Turkey clamps down on liberal imams

Burcu Karakas
August 15, 2019

Liberal imams in Turkey can find themselves arbitrarily fired if they don't toe the line set by the state religious affairs office. The vague charges against them leave those accused with little recourse.

https://p.dw.com/p/3Nz2Y
Imam Tuzer
Image: DW

Turkey's directorate for religious affairs, Diyanet, keeps watch over its imams — the religious scholars whose work is mostly that of leading prayers in mosques.

Diyanet provides its imams at 90,000 mosques with guidelines that govern morals, prayer, and the teaching of the faith. Violations are punished harshly — most of the time, the imam is discharged immediately.

The body, which also organizes Islamic religion courses for children, declined to comment on the exact number of dismissals, but the fate of certain individual imams who spoke to DW shone a light on the severity of the problem.
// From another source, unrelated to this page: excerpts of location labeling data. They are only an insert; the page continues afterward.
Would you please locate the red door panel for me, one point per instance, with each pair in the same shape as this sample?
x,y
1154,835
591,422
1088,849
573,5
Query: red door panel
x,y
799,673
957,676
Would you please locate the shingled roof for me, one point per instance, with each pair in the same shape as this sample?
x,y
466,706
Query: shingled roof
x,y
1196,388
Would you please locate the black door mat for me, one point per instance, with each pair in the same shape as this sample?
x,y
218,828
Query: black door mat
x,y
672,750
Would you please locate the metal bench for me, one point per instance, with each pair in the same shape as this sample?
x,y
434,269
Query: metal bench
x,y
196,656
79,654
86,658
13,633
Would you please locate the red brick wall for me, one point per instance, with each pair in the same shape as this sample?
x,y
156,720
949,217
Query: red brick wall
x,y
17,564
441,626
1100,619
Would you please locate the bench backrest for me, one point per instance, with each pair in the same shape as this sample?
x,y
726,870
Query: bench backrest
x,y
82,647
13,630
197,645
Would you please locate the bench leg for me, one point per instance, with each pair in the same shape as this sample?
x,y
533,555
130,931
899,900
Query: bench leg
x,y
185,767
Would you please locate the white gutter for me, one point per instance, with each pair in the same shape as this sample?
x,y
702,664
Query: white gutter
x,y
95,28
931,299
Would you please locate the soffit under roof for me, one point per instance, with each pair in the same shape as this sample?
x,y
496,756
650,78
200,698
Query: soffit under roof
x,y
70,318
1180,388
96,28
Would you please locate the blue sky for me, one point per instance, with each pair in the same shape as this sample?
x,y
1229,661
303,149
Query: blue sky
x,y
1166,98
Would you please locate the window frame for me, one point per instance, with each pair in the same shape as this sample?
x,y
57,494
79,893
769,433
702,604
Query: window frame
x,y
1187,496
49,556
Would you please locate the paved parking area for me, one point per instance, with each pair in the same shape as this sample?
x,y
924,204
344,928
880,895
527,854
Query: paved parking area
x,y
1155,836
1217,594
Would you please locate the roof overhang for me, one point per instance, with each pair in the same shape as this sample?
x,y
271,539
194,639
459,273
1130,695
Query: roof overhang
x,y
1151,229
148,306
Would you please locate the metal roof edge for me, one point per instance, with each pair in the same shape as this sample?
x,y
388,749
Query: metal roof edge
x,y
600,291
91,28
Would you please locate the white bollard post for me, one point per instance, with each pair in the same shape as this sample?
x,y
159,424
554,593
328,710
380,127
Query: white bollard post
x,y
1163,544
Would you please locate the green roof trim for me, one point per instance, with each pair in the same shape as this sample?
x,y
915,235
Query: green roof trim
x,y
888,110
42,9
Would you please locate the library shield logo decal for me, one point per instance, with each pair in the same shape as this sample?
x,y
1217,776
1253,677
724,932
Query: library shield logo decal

Overall, Diyanet employs about 117,000 people, though not all of them are imams.

Abdullah, a 35-year-old imam, opposed a mufti who issued an Islamic legal decree, known as a fatwa, stating that women could not enter a supermarket unaccompanied by men. "I saw it differently," Abdullah said.

After disagreeing with the fatwa, he said his Facebook profile was searched and turned up an entry in which he permitted women wearing nail polish to pray and perform religious ablutions.

What about freedom of speech?

"Then everything happened very quickly," Abdullah told DW. "Right after that, the investigations were underway." After six years in office, the authority dismissed Abdullah without notice. "A breach of guidelines" was the only reason he received.

"In my statement, I invoked freedom of speech," he said. "I was just doing my job, and that is getting people to use their own minds. I thought there was freedom of expression in this country."

Ahmet Muhsin Tuzer, known to many as the "rock imam," was dismissed nine months ago, again for a "breach of guidelines" when he formed a rock band in the Mediterranean seaside town of Kas.

"Immediately after its founding, Diyanet started hassling the band, they sent the investigators to our shows, and turned my entire life upside-down," he said.

The accusations were soon to follow: Tuzer put on concerts without the proper permission and earned significant additional income. He would have submitted his bank statements to them, but that, he said, wouldn't have changed anything.

However, he said even before his music shows he had fallen out of favor with his superiors by saying, "The inventor of the light bulb, Thomas Alva Edison, certainly went to heaven."

Local higher-ups did not approve of the statement because the US inventor born in 1847 was a Christina.

Tuzer called the turn of events a "disgrace to democracy and freedom."

A fateful prayer

In the southeastern Anatolian city of Sirnak, the 46-year-old S.T. was sacked after 25 years serving as an imam because he was a member of a trade union.

In the summer of 2015, militias from the outlawed Kurdistan Workers' Party (PKK) occupied several municipalities, and Ankara retaliated with military operations in Kurdish territories.

The workers' union in question was accused of having ties to the PKK groups at the time. S.T. said he was suspended by emergency decree along with nine other trade unionists.

Another case is that of Zekeriya Bilada, an imam in the town of Nevsehir. He received an invitation from the ultranationalist Good Party (Iyi Party) to lead a prayer for the party shortly before the local elections on March 31.

Zekeriya Bilada
Bilada said nearly all imams make political statementsImage: Privat

It turned out to be a fateful prayer: A mufti, close to Turkish President Recep Tayyip Erdogan's Justice and Development Party (AKP) party, intervened then called to inform Bilada that another imam would replace him.

They accused the 21-year-old of praying for a FETO supporter, referring to the chairman of the Iyi Parti, Meral Aksener. FETO is the name given by the government to the Gulen movement that allegedly participated in the 2016 coup attempt.

The Islamic lawmaker referred to Article 25 of the law on religious affairs stating, "Religious personnel may neither praise nor criticize the attitude and opinion of the parties."

Diyanet as a political instrument?

However, Bilada said almost all Turkish imams made political statements during the local elections and added that those who prayed for the AKP candidate Binali Yildirim are still in office.

Turkish opposition members criticized that the presidential office for religious affairs is increasingly acting on political motivations. The widely shared accusation is that the authority acts in the interests of the conservative Islamic AKP government.

This favoritism would be hugely problematic because secularism — the separation of state and religion — has been one of the key principles of Turkish society since its founding in 1923.

The father of the modern Turkish republic, Mustafa Kemal Ataturk viewed the separation of state and religion as one of "six pillars of the Turkish state."

Most people in Turkey still hold a belief in the principle of laicism.

DW changed the names of some people quoted in this article who feared repercussions for criticizing Diyanet or the government.